Chronique La Cerise sur le gâteau

Tables, couverts et salle à manger

12.05.19

Il est temps de dresser la table ! De fait, la table que nous connaissons tous en France et qui reste le meuble central de toutes les convivialités familiales et amicales n’a pas toujours occupé cette place essentielle.

Au Moyen-âge, la table est une simple planche que l’on dresse sur des tréteaux et que le maître de maison pose dans une pièce, qu’il choisi en fonction de sa luminosité et de sa température, en hiver près du feu, et en été, dans la pièce la plus fraiche. La table est recouverte d’une nappe qui a l’avantage de cacher les tréteaux mais qui sert aussi de serviette commune. En fait, les meubles importants sont surtout les bancs, d’où l’on tirera d’ailleurs le mot banquet, et le buffet. Il faudra donc attendre la renaissance pour que la table devienne un objet important, tant du point de vue de l’ébénisterie et de la décoration que du point de vue de son rôle social, voire politique et diplomatique. Curieusement, la table à manger n’a d’ailleurs pas entraîné l’apparition immédiate de la Salle à manger. Chez les nobles, les repas étaient pris dans les antichambres ou les cabinets, pour le reste de la population, c’était plutôt à la cuisine ou près du feu dans la salle commune. C’est seulement à partir du XVIIIe siècle, en commençant par la bourgeoisie des villes, que la cuisine va prendre une place périphérique dans les habitations et qu’une pièce va être dévolue aux repas. Et il faudra donc attendre deux siècles pour que, sous le règne du souverain suédois Ikea, la cuisine se retrouve au centre !

Sachant que l’on a désormais une table et une salle à manger, on va également cesser de manger avec ses doigts ?

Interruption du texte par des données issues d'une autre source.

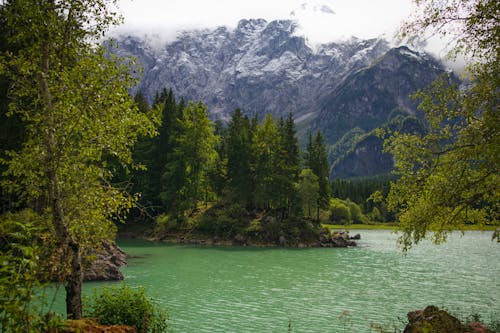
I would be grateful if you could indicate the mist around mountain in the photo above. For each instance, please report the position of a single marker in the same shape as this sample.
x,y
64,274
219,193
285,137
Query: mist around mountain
x,y
343,89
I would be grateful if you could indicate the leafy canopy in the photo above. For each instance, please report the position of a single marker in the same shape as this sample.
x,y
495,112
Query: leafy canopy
x,y
449,175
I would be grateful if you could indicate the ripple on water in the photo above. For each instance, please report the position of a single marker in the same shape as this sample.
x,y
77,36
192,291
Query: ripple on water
x,y
317,290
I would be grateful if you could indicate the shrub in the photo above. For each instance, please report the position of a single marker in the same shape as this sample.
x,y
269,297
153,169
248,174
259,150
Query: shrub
x,y
122,305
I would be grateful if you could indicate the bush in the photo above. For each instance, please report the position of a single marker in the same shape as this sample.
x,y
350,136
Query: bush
x,y
357,216
122,305
339,212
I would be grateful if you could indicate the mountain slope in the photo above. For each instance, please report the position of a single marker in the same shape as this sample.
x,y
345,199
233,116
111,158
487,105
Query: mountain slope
x,y
264,67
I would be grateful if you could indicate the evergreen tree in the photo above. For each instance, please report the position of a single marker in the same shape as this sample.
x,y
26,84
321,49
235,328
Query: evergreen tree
x,y
449,175
317,160
78,112
308,189
286,166
193,154
265,146
239,156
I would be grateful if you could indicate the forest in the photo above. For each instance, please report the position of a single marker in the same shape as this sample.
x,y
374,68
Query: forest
x,y
230,180
80,155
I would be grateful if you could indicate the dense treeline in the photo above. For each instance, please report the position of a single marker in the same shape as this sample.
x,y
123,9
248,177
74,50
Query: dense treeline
x,y
194,164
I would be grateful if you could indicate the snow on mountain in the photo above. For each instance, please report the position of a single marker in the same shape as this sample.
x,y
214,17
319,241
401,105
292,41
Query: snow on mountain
x,y
260,67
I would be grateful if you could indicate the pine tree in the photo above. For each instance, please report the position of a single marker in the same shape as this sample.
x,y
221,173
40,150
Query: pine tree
x,y
78,112
286,166
264,147
239,156
317,160
186,173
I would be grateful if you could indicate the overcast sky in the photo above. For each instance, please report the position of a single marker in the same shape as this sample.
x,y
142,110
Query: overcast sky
x,y
320,20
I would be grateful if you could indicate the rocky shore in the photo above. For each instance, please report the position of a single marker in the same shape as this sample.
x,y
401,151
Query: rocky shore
x,y
106,266
325,239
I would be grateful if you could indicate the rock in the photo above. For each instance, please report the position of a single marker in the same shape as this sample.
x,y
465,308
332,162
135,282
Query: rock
x,y
87,325
477,327
106,266
239,240
432,320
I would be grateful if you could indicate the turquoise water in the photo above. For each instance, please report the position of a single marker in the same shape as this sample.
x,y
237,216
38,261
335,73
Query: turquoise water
x,y
228,289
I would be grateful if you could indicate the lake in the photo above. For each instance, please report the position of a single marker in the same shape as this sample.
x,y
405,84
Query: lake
x,y
237,289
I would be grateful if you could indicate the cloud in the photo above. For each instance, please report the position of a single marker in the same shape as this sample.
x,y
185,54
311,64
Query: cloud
x,y
320,20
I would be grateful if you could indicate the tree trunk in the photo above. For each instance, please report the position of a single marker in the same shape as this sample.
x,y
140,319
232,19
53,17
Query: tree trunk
x,y
74,284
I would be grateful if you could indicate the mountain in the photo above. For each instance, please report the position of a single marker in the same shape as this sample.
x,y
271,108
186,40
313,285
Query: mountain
x,y
265,67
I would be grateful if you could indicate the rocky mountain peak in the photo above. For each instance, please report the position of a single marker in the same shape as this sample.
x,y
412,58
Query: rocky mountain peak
x,y
266,67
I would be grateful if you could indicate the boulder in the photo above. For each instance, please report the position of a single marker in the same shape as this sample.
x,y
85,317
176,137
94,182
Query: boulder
x,y
477,327
88,325
432,320
106,265
239,240
282,241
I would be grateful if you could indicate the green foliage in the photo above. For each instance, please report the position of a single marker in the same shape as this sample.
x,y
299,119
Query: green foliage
x,y
20,271
345,212
316,160
73,98
339,212
239,159
308,189
123,305
449,175
193,154
359,190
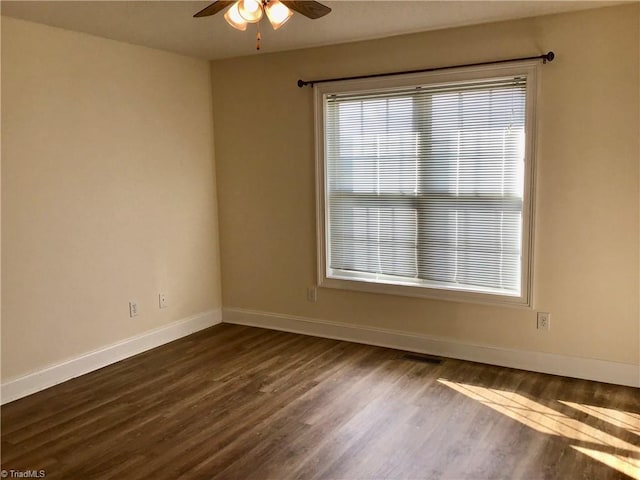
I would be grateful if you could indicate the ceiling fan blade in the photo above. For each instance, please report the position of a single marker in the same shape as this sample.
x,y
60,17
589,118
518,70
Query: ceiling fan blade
x,y
214,8
309,9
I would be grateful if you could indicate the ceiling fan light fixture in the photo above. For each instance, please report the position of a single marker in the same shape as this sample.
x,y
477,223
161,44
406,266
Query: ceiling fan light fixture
x,y
278,13
250,10
234,18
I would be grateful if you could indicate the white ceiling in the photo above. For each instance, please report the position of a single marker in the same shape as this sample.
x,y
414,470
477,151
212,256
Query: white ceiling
x,y
169,25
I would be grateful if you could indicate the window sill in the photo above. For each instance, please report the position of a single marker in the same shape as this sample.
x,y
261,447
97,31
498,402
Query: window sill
x,y
432,293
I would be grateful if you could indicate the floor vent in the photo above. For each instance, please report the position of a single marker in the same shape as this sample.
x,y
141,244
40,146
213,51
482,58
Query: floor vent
x,y
415,357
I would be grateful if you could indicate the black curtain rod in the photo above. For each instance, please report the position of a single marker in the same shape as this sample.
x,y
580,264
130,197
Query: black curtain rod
x,y
547,57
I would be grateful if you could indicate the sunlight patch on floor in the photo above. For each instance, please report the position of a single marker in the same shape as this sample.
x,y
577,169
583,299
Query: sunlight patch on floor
x,y
627,420
543,419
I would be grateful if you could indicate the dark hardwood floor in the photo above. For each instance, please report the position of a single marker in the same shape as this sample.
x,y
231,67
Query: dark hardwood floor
x,y
246,403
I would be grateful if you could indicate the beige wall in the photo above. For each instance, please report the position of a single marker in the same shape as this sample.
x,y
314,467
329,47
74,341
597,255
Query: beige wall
x,y
108,192
587,208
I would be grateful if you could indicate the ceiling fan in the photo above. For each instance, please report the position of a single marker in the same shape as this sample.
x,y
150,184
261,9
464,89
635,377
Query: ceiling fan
x,y
242,12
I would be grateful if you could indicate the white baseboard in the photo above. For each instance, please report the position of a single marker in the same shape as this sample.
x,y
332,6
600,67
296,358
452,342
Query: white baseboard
x,y
568,366
58,373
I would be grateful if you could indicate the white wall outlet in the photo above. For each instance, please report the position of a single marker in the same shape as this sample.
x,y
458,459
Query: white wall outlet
x,y
312,294
544,321
162,300
133,308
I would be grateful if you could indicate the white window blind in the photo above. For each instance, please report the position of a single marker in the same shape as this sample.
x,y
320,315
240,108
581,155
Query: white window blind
x,y
424,185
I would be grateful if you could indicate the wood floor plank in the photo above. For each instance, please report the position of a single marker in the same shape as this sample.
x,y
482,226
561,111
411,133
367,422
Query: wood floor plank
x,y
235,402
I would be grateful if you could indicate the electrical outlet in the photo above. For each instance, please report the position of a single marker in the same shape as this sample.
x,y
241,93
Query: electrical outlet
x,y
544,321
312,294
162,300
133,308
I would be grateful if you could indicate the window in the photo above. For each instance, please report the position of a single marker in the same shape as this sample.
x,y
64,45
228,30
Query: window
x,y
424,184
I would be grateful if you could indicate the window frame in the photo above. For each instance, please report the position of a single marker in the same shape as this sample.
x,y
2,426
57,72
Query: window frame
x,y
529,69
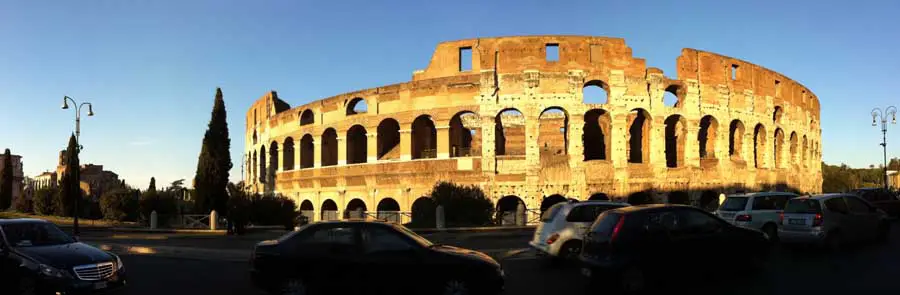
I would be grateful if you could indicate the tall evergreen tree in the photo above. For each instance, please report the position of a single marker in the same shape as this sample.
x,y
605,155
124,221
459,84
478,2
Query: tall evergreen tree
x,y
6,179
214,162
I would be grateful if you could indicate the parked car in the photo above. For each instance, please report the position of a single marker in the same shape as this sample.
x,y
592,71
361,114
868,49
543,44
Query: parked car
x,y
633,248
371,257
759,211
885,200
39,258
831,220
563,225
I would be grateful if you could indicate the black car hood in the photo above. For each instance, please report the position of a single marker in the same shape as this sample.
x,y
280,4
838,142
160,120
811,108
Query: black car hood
x,y
66,255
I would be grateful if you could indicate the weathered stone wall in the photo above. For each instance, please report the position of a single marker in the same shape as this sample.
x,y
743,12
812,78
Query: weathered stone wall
x,y
759,130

Et bien oui, même si la chose n’est pas aussi évidente qu’on ne l’imagine. L’apparition des couverts apparaît plus en effet comme une construction sociale que comme une nécessité naturelle. Et pendant bien longtemps, personne n’en voit vraiment l’utilité. La fourchette qui, exclusivement en or, parvint de Venise à Florence d’où Catherine de Médicis l’introduit à Versailles, remporta un succès très relatif. Louis XIV lui-même continuait d’ailleurs à manger avec les doigts. La fourchette n’est absolument pas naturelle et ceux qui l’utilisent passent pour d’affreux snobs. D’ailleurs son usage se développa essentiellement dans un premier temps pour des raisons de mode vestimentaire. C’est en fait les fraises, ces collerettes très imposantes qui firent que l’on trouva commode, pour ne pas les transformer en torchon, d’utiliser l’instrument.

Mais au delà de l’objet lui-même, c’est en fait tout le rapport à la nourriture qui est en jeu. Aujourd’hui, de nombreux chefs n’hésitent pas à présenter des plats à déguster exclusivement avec les doigts. Comme par exemple le chef italien Ricardo Camanini dont on peut retrouver le travail dans les récentes bonnes choses consacrées à l’exposition CookBook et qui n’hésite pas à vous faire débuter votre repas avec un carpaccio de bœuf fourré d’un foi de lapin, à déguster sans aucun couvert. Et c’est vrai que la sensation des textures des aliments sous les doigts ajoute un rapport plus direct à la nourriture, plus sensuel, permettant de retrouver nos racines de mangeurs préhistoriques.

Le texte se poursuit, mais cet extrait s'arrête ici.